The council met in a large oval chamber. Against one wall, in a semicircle, the council members, the king and queen and their closest advisors, sat on graven thrones. The Seeress had no throne, but she stood to one side near the front of the room, veiled to hide her face which was forbidden to the eyes of any but the gods. Her mother had been a seraph and her father an elf prince, and she had inherited her mother’s feathered wings.
Opposite the Seeress, also with no official throne, Hunter leaned against the wall, with his arms crossed. A sunset shadow of stubble darkened his unshaven face. He had not yet cleaned the grime of battle off his mud-splattered leather tunic and britches, which made him look more human and disreputable than usual.
Laya went to stand near him. She said in a low voice, pitched only for Hunter, “Surely they won’t go through with this?”
“What else can they do?” Hunter asked. “He confessed. I was in the council during the trial, Laya. It was damning. I couldn’t believe it—and yet I could. I even understood what drove him to do it.” He gave her a piercing look. “He thought it was the only way he could have you. As perverse as it sounds, he did it out of love.”
Laya’s heart pounded. “But surely, what he did to turn the tide of the battle must make up for any earlier mistakes.”
“I’m sorry, but even though he changed his mind in the end, it doesn’t excuse him, since he was the one who put Sylvindell in danger in the first place. The queen was only barely able to call enough rain clouds to extinguish the fires. Otherwise, the blaze alone might have accomplished what the goblin army could not.”
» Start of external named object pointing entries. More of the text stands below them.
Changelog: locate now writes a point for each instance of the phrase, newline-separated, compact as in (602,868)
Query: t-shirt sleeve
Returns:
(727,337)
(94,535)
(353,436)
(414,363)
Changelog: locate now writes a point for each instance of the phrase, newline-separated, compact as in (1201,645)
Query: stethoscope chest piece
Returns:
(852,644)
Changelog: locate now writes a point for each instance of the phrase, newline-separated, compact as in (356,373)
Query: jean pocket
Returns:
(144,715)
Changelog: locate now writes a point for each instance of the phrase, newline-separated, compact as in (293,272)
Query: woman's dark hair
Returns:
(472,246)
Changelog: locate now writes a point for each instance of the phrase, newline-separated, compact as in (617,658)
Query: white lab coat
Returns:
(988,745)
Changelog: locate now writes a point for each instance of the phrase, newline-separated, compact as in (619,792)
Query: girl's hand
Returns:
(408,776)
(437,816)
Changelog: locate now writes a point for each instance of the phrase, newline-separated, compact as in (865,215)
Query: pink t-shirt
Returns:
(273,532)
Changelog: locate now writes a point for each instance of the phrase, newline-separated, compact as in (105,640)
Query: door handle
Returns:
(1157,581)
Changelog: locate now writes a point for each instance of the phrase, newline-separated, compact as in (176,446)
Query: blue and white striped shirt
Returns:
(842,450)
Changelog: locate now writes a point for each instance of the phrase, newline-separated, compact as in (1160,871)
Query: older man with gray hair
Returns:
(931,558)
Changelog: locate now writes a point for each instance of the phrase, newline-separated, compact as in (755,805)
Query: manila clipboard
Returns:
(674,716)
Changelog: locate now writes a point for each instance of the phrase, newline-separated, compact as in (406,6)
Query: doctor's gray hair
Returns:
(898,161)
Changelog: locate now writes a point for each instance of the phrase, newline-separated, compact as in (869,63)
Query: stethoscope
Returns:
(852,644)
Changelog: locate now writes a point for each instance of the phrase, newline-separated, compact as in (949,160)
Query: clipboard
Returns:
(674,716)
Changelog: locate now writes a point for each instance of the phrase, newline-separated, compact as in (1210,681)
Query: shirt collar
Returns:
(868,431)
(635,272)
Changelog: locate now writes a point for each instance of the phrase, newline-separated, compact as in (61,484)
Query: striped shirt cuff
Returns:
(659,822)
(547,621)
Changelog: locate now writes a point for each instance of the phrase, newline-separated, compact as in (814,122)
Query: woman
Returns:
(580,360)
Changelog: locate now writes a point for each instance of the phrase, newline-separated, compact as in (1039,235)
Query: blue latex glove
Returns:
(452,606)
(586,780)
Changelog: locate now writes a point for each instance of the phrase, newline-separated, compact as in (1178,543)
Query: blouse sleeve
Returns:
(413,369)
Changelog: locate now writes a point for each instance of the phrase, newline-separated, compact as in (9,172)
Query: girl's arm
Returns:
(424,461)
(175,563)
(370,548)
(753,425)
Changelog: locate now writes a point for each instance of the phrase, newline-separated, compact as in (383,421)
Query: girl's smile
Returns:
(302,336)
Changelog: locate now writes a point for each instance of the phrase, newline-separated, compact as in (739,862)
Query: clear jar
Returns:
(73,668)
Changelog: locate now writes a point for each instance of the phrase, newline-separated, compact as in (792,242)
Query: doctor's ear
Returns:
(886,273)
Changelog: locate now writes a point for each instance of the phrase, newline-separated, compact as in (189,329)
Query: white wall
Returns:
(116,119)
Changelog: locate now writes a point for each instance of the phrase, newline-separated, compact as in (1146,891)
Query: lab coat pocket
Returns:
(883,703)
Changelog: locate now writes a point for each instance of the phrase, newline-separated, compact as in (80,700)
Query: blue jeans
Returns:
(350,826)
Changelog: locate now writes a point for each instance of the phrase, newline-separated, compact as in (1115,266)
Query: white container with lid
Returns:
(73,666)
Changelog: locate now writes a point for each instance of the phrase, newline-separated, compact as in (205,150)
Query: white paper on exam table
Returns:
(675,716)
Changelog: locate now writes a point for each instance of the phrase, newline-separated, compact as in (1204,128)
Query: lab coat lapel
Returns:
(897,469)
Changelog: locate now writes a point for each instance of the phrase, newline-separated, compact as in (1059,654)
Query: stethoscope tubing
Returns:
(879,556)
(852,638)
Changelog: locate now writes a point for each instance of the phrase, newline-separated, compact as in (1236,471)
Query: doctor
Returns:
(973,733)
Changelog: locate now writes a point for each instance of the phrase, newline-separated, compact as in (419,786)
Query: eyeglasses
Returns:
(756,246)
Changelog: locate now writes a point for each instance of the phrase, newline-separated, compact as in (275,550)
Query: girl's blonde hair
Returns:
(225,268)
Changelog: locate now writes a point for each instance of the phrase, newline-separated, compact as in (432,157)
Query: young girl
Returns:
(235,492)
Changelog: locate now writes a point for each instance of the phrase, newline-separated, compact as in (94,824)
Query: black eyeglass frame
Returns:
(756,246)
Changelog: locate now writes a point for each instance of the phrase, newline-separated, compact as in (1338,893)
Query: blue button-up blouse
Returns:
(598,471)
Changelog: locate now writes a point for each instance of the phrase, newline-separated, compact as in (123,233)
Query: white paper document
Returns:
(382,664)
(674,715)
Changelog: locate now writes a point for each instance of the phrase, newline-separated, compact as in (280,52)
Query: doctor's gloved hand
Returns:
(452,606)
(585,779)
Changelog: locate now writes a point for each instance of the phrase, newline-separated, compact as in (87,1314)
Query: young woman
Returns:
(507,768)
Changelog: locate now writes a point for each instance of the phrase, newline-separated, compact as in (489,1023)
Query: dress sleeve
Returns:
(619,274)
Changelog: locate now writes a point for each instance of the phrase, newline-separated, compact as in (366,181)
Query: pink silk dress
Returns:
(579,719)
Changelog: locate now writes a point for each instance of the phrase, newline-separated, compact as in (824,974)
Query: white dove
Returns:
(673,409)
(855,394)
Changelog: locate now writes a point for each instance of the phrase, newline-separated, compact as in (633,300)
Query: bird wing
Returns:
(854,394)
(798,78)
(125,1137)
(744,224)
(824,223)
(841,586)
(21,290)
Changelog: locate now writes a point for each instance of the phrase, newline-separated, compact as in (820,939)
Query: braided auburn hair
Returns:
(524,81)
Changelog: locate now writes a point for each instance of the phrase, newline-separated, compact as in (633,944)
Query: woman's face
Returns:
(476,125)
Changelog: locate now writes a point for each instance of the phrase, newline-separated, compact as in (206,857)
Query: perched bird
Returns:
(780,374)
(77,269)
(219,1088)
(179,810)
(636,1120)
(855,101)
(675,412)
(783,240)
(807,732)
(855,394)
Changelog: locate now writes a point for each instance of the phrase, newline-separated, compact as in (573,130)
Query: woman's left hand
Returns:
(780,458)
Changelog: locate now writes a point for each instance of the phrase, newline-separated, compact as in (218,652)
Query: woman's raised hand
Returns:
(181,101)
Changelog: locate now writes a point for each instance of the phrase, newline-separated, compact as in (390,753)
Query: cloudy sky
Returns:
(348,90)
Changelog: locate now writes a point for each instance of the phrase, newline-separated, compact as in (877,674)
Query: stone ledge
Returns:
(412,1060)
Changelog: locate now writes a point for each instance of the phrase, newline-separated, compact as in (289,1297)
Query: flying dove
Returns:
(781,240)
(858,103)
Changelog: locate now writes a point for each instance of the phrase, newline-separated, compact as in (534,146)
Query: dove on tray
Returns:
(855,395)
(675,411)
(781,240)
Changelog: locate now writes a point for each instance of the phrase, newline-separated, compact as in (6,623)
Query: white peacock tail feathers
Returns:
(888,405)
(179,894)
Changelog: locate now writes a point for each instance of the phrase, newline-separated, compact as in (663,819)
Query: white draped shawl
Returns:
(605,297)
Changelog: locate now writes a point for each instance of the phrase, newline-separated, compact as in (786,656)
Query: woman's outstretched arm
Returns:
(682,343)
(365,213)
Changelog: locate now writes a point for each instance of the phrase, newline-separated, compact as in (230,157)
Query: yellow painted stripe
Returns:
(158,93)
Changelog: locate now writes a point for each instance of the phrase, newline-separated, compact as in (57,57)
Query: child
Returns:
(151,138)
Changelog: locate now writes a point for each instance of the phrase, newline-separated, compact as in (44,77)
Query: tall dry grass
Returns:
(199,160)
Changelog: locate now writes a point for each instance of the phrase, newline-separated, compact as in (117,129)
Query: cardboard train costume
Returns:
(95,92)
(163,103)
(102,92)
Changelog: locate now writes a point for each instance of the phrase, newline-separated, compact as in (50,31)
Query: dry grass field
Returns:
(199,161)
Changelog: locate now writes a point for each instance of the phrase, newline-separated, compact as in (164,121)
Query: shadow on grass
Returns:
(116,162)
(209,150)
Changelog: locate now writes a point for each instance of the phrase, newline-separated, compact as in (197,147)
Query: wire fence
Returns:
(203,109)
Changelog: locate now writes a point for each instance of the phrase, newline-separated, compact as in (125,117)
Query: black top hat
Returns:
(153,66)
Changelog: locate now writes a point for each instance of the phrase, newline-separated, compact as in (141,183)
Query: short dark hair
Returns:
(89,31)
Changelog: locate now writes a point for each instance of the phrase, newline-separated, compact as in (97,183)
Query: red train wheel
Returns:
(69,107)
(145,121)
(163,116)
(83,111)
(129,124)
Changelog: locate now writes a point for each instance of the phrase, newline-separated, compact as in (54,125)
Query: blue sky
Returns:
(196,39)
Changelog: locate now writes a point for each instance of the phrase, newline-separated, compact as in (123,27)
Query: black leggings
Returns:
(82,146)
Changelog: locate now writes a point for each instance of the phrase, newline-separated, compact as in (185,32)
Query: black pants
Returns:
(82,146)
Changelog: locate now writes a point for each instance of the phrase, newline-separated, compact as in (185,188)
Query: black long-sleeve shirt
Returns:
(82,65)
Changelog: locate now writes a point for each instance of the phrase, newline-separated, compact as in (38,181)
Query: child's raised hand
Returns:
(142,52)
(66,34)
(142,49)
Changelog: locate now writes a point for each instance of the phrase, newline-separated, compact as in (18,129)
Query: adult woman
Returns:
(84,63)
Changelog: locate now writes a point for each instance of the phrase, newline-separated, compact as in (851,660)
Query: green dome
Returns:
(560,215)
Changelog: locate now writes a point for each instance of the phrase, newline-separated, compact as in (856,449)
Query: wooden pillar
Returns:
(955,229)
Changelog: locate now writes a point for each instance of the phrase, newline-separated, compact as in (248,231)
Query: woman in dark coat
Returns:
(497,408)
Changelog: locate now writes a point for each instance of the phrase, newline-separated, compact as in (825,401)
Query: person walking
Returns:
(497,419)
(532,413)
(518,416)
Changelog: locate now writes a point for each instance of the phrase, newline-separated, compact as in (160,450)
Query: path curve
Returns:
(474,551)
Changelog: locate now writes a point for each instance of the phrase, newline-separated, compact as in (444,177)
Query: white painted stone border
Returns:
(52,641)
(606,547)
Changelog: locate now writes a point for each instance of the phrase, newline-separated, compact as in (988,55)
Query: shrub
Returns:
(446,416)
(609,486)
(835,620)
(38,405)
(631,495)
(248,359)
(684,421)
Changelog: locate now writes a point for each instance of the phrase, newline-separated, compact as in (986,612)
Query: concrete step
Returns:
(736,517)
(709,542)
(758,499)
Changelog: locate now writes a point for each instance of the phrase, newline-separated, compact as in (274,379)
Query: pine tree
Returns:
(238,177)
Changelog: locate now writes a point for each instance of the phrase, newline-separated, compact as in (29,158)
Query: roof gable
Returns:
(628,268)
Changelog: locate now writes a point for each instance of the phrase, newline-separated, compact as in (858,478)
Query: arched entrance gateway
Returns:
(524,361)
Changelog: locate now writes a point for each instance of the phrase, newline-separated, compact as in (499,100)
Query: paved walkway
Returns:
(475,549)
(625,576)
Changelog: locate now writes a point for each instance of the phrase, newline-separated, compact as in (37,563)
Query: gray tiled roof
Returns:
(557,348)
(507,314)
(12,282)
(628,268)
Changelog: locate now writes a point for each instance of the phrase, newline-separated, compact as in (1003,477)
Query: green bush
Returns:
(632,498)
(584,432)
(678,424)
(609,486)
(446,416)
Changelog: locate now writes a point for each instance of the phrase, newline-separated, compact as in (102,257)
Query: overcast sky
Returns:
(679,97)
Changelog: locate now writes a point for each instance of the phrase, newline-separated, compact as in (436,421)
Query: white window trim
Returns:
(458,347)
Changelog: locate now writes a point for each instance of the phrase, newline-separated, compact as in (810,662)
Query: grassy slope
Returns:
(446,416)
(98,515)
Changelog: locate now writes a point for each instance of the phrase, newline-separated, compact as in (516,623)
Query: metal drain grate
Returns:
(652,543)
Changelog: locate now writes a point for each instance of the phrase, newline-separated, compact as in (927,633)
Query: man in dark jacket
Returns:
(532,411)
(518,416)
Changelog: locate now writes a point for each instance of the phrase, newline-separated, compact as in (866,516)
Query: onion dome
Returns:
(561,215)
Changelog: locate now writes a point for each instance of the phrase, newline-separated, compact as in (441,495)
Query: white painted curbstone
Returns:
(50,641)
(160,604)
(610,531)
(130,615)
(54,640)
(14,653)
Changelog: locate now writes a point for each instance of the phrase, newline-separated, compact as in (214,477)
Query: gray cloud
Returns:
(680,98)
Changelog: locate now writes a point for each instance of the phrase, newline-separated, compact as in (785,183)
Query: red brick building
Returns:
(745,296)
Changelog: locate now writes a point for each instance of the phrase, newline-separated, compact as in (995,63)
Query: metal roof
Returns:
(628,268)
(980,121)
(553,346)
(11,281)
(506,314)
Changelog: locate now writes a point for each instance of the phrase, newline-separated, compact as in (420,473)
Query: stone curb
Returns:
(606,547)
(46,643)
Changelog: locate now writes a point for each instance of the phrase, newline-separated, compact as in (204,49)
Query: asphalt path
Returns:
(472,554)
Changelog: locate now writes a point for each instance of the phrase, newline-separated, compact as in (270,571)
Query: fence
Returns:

The blow of a horn demanded the attention of the assembly. The crowd parted to form a central aisle from the doors to the podium of thrones. Lathaniel walked down the aisle first. Like Hunter, Lathaniel still wore the stained and torn garments he had worn into battle. He even still wore his bow and quiver across his back. However, unlike the human, the elf lord still managed to look elegant. His shoulder-length blond hair was tied back from his face with small braids and his face was clean-shaven. He was handsome, Laya had to admit. If his sister Taniya had lived, she would have been a great beauty, with the same brilliant blue eyes and gold hair.
Laya supposed Lathaniel must be there because he had served as First Witness against Akraz during the trial. She had also been called as a Witness, but later on, and she had not been permitted to attend the entire proceedings, as Hunter had.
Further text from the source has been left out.